In 2021, Mathis announced plans to release six new Jacob Fred Jazz Odyssey albums, plus a documentary about the making of the albums and the history of the band.

In May 2021, Billy & The Kids performed three shows on the island of Kauai with special guests Billy Strings, James Casey, and Carlos Santana.

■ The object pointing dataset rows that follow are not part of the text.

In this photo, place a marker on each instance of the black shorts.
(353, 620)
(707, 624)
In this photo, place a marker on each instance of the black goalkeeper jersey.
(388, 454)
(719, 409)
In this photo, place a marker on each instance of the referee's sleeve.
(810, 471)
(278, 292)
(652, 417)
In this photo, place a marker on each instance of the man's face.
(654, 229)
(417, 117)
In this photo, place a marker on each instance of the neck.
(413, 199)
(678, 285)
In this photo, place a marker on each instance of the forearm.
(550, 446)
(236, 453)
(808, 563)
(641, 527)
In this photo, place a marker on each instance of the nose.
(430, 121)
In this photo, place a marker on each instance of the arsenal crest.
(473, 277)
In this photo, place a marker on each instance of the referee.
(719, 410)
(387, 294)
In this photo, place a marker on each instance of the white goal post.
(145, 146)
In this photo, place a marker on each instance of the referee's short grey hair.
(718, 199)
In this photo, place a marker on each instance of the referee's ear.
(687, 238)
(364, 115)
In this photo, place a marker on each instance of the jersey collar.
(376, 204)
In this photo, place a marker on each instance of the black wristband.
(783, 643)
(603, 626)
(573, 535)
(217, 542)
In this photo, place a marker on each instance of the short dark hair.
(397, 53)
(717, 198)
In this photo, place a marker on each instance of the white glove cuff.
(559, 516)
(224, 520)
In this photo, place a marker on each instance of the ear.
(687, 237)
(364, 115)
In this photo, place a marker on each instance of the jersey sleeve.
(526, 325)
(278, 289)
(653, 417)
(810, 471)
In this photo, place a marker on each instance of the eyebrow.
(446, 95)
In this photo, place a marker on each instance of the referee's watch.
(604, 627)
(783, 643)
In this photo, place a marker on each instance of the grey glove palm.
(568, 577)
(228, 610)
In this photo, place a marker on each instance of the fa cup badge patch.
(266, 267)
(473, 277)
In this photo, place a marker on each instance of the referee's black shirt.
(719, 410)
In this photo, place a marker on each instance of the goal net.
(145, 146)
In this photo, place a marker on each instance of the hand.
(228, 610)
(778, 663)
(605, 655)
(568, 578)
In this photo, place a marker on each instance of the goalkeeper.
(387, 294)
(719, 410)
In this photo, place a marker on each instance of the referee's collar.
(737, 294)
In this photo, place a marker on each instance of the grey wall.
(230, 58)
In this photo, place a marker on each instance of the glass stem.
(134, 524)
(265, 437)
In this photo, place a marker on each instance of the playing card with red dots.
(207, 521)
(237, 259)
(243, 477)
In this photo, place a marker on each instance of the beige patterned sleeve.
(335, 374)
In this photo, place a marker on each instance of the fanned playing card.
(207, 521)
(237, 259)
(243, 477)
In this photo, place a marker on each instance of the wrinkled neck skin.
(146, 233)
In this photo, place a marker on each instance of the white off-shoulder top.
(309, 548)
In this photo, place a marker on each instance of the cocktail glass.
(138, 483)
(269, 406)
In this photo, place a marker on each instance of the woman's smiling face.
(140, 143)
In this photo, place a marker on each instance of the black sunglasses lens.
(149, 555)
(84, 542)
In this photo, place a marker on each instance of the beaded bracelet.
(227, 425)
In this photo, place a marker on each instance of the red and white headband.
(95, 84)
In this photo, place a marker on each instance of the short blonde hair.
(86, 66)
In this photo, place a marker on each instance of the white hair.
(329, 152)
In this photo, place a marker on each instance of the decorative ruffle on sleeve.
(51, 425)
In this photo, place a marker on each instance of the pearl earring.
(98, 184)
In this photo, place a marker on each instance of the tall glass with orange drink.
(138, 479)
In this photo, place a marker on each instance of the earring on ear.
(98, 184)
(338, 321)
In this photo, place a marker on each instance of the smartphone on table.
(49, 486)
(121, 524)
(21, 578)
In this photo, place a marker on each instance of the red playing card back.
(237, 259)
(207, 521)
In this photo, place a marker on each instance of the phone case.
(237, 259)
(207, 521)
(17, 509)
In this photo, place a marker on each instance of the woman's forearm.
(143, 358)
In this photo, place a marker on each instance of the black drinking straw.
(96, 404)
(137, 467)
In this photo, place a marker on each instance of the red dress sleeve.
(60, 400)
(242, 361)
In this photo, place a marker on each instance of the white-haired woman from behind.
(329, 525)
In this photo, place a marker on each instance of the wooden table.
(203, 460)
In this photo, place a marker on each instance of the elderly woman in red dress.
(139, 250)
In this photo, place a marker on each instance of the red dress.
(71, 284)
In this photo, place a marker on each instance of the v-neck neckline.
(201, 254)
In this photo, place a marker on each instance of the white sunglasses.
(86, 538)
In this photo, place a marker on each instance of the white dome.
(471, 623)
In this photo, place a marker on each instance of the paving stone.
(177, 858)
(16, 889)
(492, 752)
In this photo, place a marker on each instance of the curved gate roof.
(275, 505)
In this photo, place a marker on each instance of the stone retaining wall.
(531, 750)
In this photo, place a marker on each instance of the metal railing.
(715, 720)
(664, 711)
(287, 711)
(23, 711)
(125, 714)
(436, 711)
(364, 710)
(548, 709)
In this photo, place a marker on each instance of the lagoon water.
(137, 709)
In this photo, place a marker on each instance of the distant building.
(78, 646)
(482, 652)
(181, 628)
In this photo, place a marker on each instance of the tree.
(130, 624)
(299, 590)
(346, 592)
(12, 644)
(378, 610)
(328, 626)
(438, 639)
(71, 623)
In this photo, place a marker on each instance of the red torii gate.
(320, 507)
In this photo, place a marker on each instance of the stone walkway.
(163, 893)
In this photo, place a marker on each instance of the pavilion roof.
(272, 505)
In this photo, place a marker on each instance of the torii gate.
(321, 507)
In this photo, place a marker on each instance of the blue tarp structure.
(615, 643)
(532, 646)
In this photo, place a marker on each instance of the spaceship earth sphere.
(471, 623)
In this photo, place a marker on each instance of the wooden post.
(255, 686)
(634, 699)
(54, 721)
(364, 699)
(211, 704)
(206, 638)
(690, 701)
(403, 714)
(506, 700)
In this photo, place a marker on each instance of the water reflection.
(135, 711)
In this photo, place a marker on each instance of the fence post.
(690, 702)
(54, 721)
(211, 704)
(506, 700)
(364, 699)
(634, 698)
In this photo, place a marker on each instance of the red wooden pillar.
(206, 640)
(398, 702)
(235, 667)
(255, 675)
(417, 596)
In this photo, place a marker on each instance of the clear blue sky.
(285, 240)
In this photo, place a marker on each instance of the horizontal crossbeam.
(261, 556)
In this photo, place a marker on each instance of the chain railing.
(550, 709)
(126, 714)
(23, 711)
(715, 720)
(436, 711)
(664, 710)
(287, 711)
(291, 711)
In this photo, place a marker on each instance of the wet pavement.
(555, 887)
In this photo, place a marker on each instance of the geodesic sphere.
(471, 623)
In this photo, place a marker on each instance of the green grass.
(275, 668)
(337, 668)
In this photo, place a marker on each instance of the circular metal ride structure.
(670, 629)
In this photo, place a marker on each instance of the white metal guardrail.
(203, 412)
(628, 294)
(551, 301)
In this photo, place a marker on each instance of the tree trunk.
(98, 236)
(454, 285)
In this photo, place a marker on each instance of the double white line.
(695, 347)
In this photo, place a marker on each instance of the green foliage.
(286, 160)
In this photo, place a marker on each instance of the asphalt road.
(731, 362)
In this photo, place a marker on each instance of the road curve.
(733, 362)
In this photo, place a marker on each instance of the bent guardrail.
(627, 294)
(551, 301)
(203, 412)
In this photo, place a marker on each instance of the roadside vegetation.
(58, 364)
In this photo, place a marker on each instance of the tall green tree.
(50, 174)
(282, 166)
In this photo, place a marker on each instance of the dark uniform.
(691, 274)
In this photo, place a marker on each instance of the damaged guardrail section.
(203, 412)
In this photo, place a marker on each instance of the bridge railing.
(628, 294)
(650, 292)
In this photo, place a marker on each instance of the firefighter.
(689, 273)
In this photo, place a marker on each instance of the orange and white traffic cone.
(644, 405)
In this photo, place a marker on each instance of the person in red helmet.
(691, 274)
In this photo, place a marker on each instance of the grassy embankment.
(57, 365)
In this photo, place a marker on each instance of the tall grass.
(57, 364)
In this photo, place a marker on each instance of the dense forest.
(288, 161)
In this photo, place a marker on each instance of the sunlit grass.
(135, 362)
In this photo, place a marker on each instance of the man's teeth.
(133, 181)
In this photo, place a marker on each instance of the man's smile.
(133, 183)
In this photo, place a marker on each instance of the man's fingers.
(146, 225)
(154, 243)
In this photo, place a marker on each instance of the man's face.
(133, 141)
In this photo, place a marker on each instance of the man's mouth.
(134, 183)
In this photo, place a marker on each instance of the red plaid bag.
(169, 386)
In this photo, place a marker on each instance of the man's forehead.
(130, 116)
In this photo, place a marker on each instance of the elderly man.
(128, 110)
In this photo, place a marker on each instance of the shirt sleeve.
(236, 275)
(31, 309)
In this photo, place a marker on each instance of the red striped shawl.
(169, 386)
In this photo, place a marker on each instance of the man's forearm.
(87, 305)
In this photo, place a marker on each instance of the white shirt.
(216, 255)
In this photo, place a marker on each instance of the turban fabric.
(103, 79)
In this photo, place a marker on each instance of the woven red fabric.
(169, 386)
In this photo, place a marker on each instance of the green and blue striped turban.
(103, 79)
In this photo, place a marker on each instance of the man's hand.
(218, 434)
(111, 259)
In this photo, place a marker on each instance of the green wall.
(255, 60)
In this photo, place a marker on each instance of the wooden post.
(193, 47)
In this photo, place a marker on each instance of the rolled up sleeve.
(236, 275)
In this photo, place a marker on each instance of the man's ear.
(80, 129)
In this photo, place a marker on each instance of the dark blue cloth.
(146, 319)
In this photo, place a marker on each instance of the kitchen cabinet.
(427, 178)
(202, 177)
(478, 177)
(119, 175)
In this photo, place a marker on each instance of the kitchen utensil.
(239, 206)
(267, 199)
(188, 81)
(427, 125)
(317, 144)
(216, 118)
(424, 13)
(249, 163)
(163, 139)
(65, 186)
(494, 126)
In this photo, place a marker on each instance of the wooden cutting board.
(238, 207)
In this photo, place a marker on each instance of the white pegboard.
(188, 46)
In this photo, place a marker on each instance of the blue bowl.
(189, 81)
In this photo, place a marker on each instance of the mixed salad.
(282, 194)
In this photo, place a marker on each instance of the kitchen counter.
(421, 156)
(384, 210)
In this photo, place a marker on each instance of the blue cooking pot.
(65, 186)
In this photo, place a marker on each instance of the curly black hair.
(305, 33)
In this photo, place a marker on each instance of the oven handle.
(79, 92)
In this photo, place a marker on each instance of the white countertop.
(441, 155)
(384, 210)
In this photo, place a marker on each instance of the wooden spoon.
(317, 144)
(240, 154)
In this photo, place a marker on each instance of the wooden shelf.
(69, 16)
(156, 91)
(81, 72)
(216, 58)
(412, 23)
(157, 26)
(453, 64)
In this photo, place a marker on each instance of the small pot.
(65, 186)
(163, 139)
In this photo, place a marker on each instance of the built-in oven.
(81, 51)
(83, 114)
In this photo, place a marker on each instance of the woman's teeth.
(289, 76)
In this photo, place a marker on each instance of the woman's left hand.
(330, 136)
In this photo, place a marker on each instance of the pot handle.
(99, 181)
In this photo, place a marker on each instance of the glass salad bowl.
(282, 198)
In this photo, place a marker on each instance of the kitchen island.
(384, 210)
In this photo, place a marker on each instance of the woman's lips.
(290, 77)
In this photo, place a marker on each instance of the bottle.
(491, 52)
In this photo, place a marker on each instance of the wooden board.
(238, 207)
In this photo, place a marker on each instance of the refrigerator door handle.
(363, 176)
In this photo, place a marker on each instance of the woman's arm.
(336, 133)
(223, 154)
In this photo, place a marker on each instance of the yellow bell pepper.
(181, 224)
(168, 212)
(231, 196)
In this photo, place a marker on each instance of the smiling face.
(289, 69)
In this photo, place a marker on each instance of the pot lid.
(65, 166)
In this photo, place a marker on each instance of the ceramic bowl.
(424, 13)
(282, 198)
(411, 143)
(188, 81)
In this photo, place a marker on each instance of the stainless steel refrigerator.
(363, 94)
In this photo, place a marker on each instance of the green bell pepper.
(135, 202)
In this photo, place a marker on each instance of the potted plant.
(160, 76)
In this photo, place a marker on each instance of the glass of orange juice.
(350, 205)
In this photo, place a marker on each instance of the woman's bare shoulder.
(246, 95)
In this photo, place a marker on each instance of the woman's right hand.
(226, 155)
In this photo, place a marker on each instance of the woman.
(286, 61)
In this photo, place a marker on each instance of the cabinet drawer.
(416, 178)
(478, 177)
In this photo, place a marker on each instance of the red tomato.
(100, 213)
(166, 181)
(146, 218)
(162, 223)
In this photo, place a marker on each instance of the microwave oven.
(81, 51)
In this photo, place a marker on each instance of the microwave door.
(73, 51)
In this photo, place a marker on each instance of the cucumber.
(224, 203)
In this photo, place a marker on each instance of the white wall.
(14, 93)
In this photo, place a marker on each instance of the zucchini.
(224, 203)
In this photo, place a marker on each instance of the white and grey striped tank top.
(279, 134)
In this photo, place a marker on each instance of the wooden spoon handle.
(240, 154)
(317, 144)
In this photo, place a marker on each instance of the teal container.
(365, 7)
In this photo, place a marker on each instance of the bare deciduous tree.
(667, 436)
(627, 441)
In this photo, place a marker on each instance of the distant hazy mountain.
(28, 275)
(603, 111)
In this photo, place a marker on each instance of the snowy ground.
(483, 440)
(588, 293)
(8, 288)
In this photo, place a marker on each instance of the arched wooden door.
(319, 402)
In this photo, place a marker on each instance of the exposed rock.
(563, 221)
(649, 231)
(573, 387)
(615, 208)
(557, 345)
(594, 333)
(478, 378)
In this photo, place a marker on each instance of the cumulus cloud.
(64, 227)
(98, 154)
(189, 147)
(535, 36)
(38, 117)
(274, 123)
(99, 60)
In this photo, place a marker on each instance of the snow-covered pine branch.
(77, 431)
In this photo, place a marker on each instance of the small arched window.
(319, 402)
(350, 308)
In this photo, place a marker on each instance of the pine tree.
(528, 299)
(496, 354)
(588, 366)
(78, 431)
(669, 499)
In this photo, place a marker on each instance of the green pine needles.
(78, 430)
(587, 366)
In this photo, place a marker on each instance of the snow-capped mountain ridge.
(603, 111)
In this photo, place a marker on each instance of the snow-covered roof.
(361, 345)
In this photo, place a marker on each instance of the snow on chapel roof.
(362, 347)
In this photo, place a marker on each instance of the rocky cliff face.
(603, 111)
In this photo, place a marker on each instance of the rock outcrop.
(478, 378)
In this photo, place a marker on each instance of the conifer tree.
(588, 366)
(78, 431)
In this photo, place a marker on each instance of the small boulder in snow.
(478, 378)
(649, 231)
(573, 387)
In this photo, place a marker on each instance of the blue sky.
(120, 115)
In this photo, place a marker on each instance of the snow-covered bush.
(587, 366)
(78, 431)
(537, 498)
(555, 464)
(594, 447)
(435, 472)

Mathis' second solo album "The Ladder" was released in June 2021, and features Mathis on lead vocals and writing all the lyrics & music, a first in his career.

==Discography==

===With Jacob Fred Jazz Odyssey===
- Live at the Lincoln Continental (1995)
- Live in Tokyo (1996)
- Welcome Home (1998)
- Bloom (1999)
- Live At Your Mama's House (2000)
- Self Is Gone (2001)*
- All is One (2002)*
- Sean Layton: A Musical Retrospective (2002)*
- Slow Breath, Silent Mind (2003)*
- Symbiosis Osmosis (2003)*
- Walking With Giants (2004)*
- For The Ghost EP (2005)*
- Sameness of Difference (2005)
- Tomorrow We'll Know Today (2006)*
- Lil' Tae Rides Again (2008)
- Winterwood (2009)*
- Winterwood (2021)*
- The Spark That Bled (2021)*
- Nine Improvisations (2021)*
- Speak No Evil (2021)*
- Lil' Tae Rides Again (Extended Edition) (2021)*
- Winterwood Revealed (2021)*

===With Tea Leaf Green===
- Raise Up The Tent (2008)
- Looking West (2010)
- Radio Tragedy! (2011)
- In the Wake (2014)
- Looking West Redux (2021)*

===With Marco Benevento===

- Live at Tonic (2007)
- Invisible Baby (2008)
- Me Not Me (2009)
- Between the Needles and the Nightfall (2010)
- Tiger Face (2012)
- "Pink Elephants on Parade," Disney Jazz Vol. II: Everybody Wants to Be a Cat (2021)

=== As Reed Mathis ===

- Sean Layton: A Musical Retrospective (2006) w/ Sean Layton
- Now or Never (2010) w/ MSG (Matt Smith, Jeff Sipe)
- Beathoven (2016)*
- The Ladder (2021)*
- "Bye Bye Foot" (2021) Cluster Flies

=== With Electric Beethoven ===

- Maps We Found in the Ground (2017)*
- The Fifth (2019)
- The Ninth (2019)
- For Elise (2019)
- Moonlight Sonata (2019)
- The Seventh (2019)

=== With Billy & the Kids ===

- "Shakedown Street (Live)" (2019)
- "Help On The Way / Slipknot / Franklin's Tower" (2016) Dear Jerry: Celebrating the Music of Jerry Garcia (Live)
- "The Night They Drove Old Dixie Down" (2019) w/ Warren Haynes

===With other artists===

- Flourish (1996) Jenny Labow
- El Niño Chickendog (1997) Steve Pryor
- The Neighbors (1999)
- Blue Alleluia (2002) Jared Tyler
- Life's Ladder (2006) Jesse Aycock
- The Separation DVD (2007) Bobby Previte
- Sage Flower Arrow (2008)
- Here With You (2009) Jared Tyler
- 7 Walkers (2010) 7 Walkers
- Mysterium Tremendum (2012) Mickey Hart Band
- Brooklyn Sessions (2012) Everyone Orchestra
- Superorganism (2013) Mickey Hart Band
- Unsung Cities and Movies Never Made (2013) Page McConnell
- Under Branch & Thorn & Tree (2015) Samantha Crain
- Truffle Hunter (2019) Chad Galactic and the SuperFood
- Point of No Return (2020) Steve Kimock
- Kwishima (2021) BeatMower
- Universe (2021) BeatMower
- Bound to Fail (2021) Greg Loiacono, Jamie Drake
(*produced by Mathis)

==In Print==

Interview in "Jaco: The Extraordinary and Tragic Life of Jaco Pastorius, Anniversary Edition," by Bill Milkowski.